Deputy Brooks said a crane was immediately dispatched from Desrochers Crane Service in Derby.  It was unable to lift the tower section, but did assist a larger crane that arrived early Friday from Massachusetts, Mr. Brooks said.  The interstate was closed at about 8 a.m. to allow space for the big crane to set up.  Once that was done, Mr. Brooks said, it took only half an hour to recover the tower section.  The highway was reopened at about 11 a.m.

A section of a wind turbine destined for Lowell Mountain rests in the ditch beside Interstate 91, just north of the Orleans exit.

Under the terms of its permit and state law governing overweight loads, Mr. Brooks said, Green Mountain Power’s contractor can use the highways from half an hour before sunrise to half an hour after sunset.  However, loads must lay over in a “safe haven” between 7 and 8 a.m., noon and 1 p.m., and 4 to 5 p.m., Mr. Brooks said.  Thursday’s load had just pulled out of the Coventry rest area when the accident occurred a few miles south, at 5:16 p.m.

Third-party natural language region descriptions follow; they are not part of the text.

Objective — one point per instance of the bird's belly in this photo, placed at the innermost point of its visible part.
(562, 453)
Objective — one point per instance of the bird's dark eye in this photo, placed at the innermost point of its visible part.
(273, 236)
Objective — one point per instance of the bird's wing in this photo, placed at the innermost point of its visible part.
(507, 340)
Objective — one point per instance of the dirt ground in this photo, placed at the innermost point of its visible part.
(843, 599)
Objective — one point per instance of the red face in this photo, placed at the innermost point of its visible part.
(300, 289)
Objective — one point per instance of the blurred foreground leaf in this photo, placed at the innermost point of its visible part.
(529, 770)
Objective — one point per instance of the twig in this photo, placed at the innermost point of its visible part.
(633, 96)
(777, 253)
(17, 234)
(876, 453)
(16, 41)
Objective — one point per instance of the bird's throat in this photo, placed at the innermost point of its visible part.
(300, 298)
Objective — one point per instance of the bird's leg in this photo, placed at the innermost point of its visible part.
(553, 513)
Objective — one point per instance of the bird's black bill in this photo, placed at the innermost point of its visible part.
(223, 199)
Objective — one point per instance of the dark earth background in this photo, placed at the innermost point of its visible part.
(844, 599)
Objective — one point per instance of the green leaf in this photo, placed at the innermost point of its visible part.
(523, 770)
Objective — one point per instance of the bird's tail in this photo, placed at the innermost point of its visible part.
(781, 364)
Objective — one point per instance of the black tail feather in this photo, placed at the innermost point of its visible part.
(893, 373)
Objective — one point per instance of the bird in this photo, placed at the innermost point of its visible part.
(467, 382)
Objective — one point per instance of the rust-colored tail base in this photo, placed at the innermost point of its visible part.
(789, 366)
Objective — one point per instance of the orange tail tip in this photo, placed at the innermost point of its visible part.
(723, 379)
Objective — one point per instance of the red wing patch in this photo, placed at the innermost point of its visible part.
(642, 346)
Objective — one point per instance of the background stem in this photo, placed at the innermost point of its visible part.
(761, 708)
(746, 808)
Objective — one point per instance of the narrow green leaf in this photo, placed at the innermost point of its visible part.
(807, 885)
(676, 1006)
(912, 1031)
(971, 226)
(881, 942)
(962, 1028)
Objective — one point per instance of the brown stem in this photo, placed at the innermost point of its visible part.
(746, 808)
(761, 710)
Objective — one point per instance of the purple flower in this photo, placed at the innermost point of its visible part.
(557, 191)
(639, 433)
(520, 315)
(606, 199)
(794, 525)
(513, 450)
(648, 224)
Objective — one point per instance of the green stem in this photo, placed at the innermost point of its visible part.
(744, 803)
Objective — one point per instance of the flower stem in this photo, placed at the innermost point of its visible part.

Opponents of Green Mountain Power’s project, who held up a truck for about two hours on July 16, may continue to try and block the loads.  The Mountain Occupiers, a group that has spearheaded several acts of civil disobedience in opposition to the project, scheduled a “civil disobedience training” in Craftsbury on Tuesday evening, July 24.

In an e-mail announcing the training, the group said:  “As our powerful actions blocking the turbine trucks in Lowell showed, our cause can draw crowds, media, support, and even negotiate with the law.  We don’t have to be bystanders to the destruction of our state.  The time for action is now!”

Two protesters were arrested on July 24 after they stepped in front of a truck just before it turned into the Lowell site.  They were cited for disorderly conduct, but released from custody after negotiations with police in which protesters agreed to clear the highway.